Great, if you remove ETL from the way, the task is pretty simple:
* Get a CSV dump of your table(s).
* Use google refine to draw rules for cleaning up the data - I can
provide you some, based on my very old database dump, and we might work
that out together through Skype.
* Reload the table(s) with the exported (fixed) CSV.

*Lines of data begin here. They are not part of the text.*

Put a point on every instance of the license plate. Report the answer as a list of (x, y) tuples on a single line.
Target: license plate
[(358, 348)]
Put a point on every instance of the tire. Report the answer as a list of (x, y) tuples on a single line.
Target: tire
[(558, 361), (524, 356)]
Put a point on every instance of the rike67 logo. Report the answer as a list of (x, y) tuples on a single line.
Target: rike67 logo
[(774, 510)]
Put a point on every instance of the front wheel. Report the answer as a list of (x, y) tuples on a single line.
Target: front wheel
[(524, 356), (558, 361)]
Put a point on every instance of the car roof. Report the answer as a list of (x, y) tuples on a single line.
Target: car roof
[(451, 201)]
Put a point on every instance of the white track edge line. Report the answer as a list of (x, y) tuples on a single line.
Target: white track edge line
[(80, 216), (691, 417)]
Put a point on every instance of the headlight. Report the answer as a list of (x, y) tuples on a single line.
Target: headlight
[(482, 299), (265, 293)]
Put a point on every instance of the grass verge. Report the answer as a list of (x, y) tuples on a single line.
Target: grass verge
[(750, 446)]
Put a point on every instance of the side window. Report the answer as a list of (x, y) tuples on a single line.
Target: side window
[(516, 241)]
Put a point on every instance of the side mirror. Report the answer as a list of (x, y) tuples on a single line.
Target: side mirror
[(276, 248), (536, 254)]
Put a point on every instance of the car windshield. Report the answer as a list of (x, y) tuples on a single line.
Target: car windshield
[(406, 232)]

The great thing about it is that you get a record of "cleaning actions",
which you can replay later - e.g., if you get a more updated database
dump which didn't get cleaned up.
--
Nuno Tavares
Wikimedia Portugal
http://www.wikimedia.pt
Imagine um mundo onde é dada a qualquer pessoa a possibilidade de ter
livre acesso ao somatório de todo o conhecimento humano. É isso o que
estamos a fazer.
Participe também:
http://www.wikimedia.pt
Vicenç Riullop escreveu:
> Ok, thanks, I think I've got it. It will be better to clean the
> municipality field moving any comment or multiple municipalities to
> another field more suitable for notes. The pipped links and sorting keys
> can be generated with an auxiliary template-table that can be useful
> also for uniformity in other types of lists.
>
> Obtaining the source has been a PITA, so regeneration is not an issue.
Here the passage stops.